I was talking with another cloud storage gateway provider today and I asked them if they do any sort of backup for data sent to the cloud. His answer disturbed me – they said they depend on backend cloud storage providers replication services to provide data protection – sigh. Curtis and I have written about this before (see my Does Cloud Storage need Backup? post and Replication is not backup by W. Curtis Preston).
Cloud replication is not backup
Replication does a nice job of covering a data center or hardware failure which leaves data at one site inaccessible but allows access to a replica of the data from another site. As far as I am concerned there’s nothing better than replication for these sorts of DR purposes but it does nothing for someone deleting the wrong file. (I one time did a “rm * *” command on a shared Unix directory – it wasn’t pretty).

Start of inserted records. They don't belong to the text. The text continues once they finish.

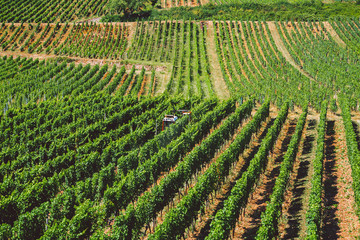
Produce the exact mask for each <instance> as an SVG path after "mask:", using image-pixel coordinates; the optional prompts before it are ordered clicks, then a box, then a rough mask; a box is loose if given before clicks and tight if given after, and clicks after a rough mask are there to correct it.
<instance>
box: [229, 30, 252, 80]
mask: <svg viewBox="0 0 360 240" xmlns="http://www.w3.org/2000/svg"><path fill="white" fill-rule="evenodd" d="M235 24H237V23H235ZM229 32H230V40H231V44H232V45H231V47H232V48H233V49H234V53H235V56H236V58H237V61H238V64H239V65H240V68H241V69H240V70H241V74H242V75H243V76H244V77H245V79H246V80H247V81H248V82H249V83H250V84H253V83H252V82H251V81H250V79H249V76H248V75H247V74H246V72H245V70H244V67H243V65H242V64H241V61H240V59H241V57H242V59H246V58H245V57H244V54H243V52H242V48H241V47H240V48H241V57H240V56H239V53H238V51H236V50H235V49H236V48H235V44H236V42H235V39H234V38H236V37H237V36H234V35H233V34H232V31H229ZM240 82H241V81H240Z"/></svg>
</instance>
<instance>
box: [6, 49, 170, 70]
mask: <svg viewBox="0 0 360 240" xmlns="http://www.w3.org/2000/svg"><path fill="white" fill-rule="evenodd" d="M0 56H1V57H2V56H13V57H14V58H16V57H18V56H20V57H26V58H33V59H39V60H50V59H54V60H55V59H59V60H60V59H68V60H69V62H74V63H75V64H83V65H86V64H90V65H104V64H108V65H109V66H110V67H111V66H113V65H116V67H118V68H120V67H122V66H125V68H126V69H127V70H131V69H132V67H133V66H134V65H135V69H136V70H141V69H142V68H145V70H146V71H151V70H152V69H153V68H154V69H155V71H157V72H160V71H167V69H168V68H167V66H156V67H154V66H152V65H142V64H129V63H127V64H124V61H122V60H109V59H93V58H80V57H61V56H58V55H53V54H31V53H26V52H22V53H16V52H11V51H5V52H0Z"/></svg>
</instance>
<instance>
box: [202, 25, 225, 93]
mask: <svg viewBox="0 0 360 240" xmlns="http://www.w3.org/2000/svg"><path fill="white" fill-rule="evenodd" d="M206 33H207V36H206V37H207V39H206V44H207V46H206V49H207V51H208V52H207V54H208V56H209V63H210V72H211V78H212V80H213V84H214V91H215V92H216V95H217V96H218V97H219V98H220V99H225V98H228V97H229V96H230V93H229V90H228V89H227V87H226V83H225V80H224V78H223V76H222V74H221V69H220V63H219V59H218V56H217V53H216V44H215V39H214V37H215V36H214V25H213V22H208V24H207V31H206Z"/></svg>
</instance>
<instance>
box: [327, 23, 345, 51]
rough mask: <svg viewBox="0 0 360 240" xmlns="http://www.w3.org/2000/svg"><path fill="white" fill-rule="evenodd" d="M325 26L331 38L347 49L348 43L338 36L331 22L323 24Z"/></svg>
mask: <svg viewBox="0 0 360 240" xmlns="http://www.w3.org/2000/svg"><path fill="white" fill-rule="evenodd" d="M323 25H324V27H325V29H326V31H327V32H328V33H329V34H330V36H331V37H332V38H333V39H334V41H335V42H336V43H337V44H338V45H339V46H340V47H343V48H345V47H346V43H345V42H344V41H343V40H342V39H341V38H340V36H339V35H338V34H337V32H336V31H335V30H334V28H333V27H332V26H331V24H330V23H329V22H323Z"/></svg>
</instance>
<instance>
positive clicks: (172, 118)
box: [162, 110, 191, 131]
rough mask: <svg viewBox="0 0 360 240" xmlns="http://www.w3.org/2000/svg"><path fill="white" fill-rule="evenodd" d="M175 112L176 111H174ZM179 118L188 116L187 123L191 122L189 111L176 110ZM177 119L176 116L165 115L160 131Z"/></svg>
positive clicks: (165, 128) (190, 117)
mask: <svg viewBox="0 0 360 240" xmlns="http://www.w3.org/2000/svg"><path fill="white" fill-rule="evenodd" d="M175 112H176V111H175ZM177 112H179V113H180V115H181V116H189V121H190V120H191V111H189V110H177ZM178 119H179V118H178V117H177V116H176V115H165V117H164V119H163V122H162V131H164V130H165V129H166V128H167V127H168V126H170V125H171V124H173V123H175V122H176V121H177V120H178Z"/></svg>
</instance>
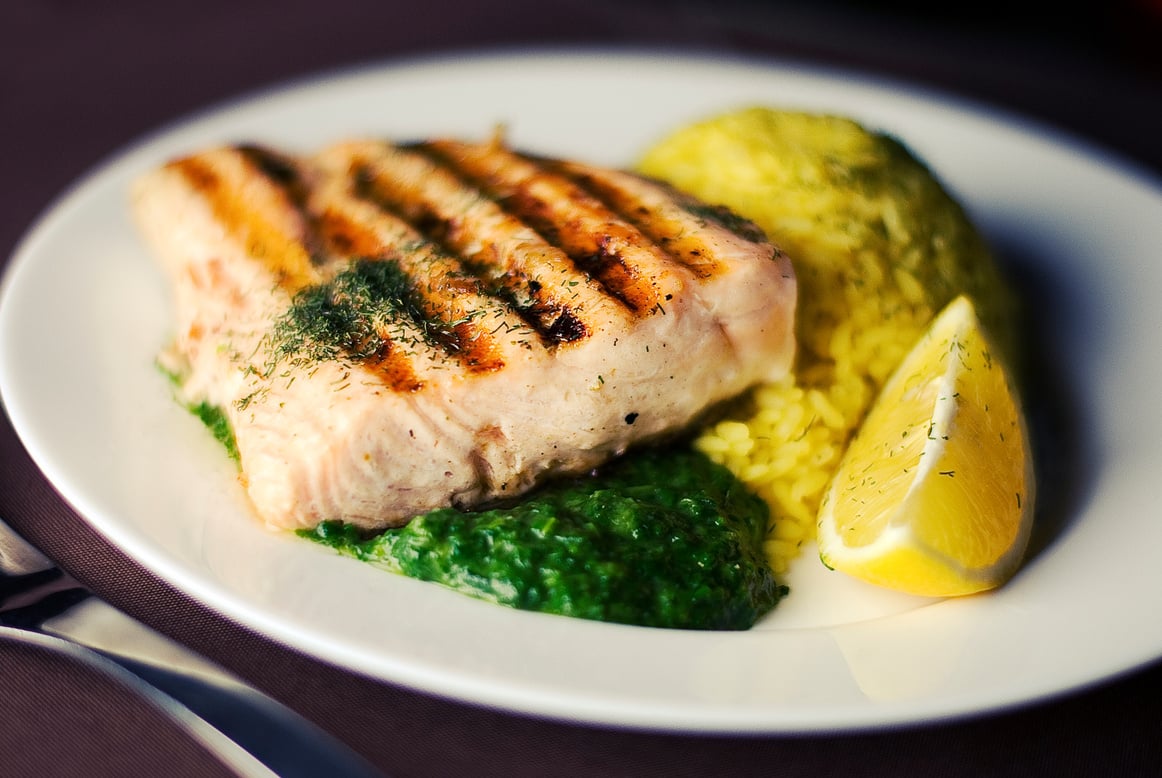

Some cloud storage (backend) vendors delay the deletion of blobs/containers until sometime later as one solution to this problem. By doing this, the data “stays around” for “sometime” after being deleted and can be restored via special request to the cloud storage vendor. The only problem with this is that “sometime” is an ill-defined, nebulous concept which is not guaranteed/specified in any way. Also, depending on the “fullness” of the cloud storage, this time frame may be much shorter or longer. End-user data protection cannot depend on such a wishy-washy arrangement.
Other solutions to data protection for cloud storage
One way is to have a local backup of any data located in cloud storage. But this kind of defeats the purpose of cloud storage and has the cloud data being stored both locally (as backups) and remotely. I suppose the backup data could be sent to another cloud storage provider but someone/somewhere would need to support some sort of versioning to be able to keep multiple iterations of the data around, e.g., 90 days worth of backups. Sounds like a backup package front-ending cloud storage to me…
Another approach is to have the gateway provider supply some sort of backup internally using the very same cloud storage to hold various versions of data. As long as the user can specify how many days or versions of backups can be held this works great, as cloud replication supports availability in the face of hardware failures and multiple versions support availability in the face of finger checks/logical corruptions.
This problem can be solved in many ways, but just using cloud replication is not one of them.
Listen up folks, whenever you think about putting data in the cloud, you need to ask about backups among other things. If they say we only offer data replication provided by the cloud storage backend – go somewhere else. Trust me, there are solutions out there that really backup cloud data.